The walkout, named “#HandsUpWalkOut,” was a nationally organized event that took place on college campuses across the country at the time of Michael Brown’s death, according to the Ferguson Action Team.
The group of students met in the Court of North Carolina at 1:15 p.m. and marched to the Brickyard to continue protesting until 2 p.m. However, the protest faced some difficulty getting protestors to leave class to join the demonstration.
While marching from the Court of the North Carolina to the Brickyard, the protest lost about half of its participants as they left to attend their classes beginning at 1:30 p.m., an act contrary to what the event stood for, said Caroline Lima-Lane, a senior studying computer science.
“This is what it was about, right, walking out of class? Then they left to go to class,” Lima-Lane said. “I had a class too, and honestly I found it a hard decision to come here today as well. But this is about more than just today in physics class. This is about justice.”
The lack of attendance on campus and lack of engagement by fellow students was very upsetting, according to Lima-Lane.
“The fact that people are looking at us like we are trying to start trouble or whatever, it makes me feel like there is very little faith in this campus,” Lima-Lane said.
Qasima Wideman, a freshman studying Africana studies and the organizer of NC State’s #HandsUpWalkOut, said she arranged the event in response to the events in Ferguson, Cleveland and elsewhere.
Wideman also said she felt it was important that NC State be represented among the schools and businesses that walked out nationally.

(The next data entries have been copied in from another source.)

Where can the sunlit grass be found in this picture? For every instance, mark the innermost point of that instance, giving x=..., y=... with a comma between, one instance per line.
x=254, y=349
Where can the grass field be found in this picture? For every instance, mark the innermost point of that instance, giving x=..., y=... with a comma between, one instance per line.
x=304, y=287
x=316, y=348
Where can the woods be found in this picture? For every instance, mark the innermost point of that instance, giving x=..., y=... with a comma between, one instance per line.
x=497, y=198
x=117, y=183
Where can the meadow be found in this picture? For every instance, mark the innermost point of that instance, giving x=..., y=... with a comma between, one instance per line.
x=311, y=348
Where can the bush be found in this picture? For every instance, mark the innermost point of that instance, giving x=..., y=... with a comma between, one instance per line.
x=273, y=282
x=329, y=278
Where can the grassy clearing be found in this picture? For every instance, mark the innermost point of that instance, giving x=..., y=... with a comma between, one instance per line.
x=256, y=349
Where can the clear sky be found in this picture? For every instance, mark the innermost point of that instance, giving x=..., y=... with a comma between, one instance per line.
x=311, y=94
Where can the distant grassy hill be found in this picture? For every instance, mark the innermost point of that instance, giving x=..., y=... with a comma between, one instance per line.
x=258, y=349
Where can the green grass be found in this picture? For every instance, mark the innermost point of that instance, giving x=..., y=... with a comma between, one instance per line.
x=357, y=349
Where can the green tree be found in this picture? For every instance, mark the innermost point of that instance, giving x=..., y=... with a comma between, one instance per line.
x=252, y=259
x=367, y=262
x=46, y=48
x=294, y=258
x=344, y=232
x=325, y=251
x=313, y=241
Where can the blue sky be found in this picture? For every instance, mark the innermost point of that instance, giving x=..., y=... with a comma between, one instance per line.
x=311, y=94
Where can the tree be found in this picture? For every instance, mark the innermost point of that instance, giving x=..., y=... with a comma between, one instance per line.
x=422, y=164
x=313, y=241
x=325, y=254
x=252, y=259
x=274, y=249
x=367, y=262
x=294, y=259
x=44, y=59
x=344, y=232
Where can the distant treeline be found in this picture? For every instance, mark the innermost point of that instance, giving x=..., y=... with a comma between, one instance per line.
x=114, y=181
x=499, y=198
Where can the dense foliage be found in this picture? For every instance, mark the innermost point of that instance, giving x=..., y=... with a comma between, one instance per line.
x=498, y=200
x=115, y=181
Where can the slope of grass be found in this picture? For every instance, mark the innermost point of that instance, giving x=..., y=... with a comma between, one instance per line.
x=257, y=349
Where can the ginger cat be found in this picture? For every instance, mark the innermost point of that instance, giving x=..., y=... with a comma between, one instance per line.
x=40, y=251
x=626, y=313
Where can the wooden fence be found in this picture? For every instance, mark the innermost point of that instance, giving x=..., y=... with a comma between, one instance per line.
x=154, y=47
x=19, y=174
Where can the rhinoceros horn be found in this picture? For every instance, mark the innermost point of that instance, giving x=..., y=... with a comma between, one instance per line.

The walkout represents an interruption of business as usual, Wideman said. The message of the event is that “none of us are safe and free until all of us are safe and free,” Wideman said.
“Peoples’ right to dissent has been brutally attacked, especially this past weekend,” Wideman said. “There were students and young people demonstrating at the Macy’s Thanksgiving Parade, and they were brutalized by police, especially young people and people of color.”
The Michael Brown shooting has been a cause of a large amount of debate among students across the entire country. Wideman said she publicized the event on Facebook the day before the event, on which 34 people said they planned to attend, and an assistant professor of social work also sent out an email about the protest to her students.
“It’s important for young people of color and students to voice our outrage when we are being attacked and murdered without being called thugs and being brutalized,” Wideman said. “Having to see the media portray it as something that is justified, or something that we deserved, or that we started the violence is absurd, given the context,” Wideman said.
Wideman said the NC State chapter of the NAACP will organize a “Last Day of Classes, Last Day for Justice” event Wednesday in the Brickyard.
“I am hopeful that there will be an even bigger turnout on Wednesday, and I’m happy that our student organizations are organizing action, as well,” Wideman said.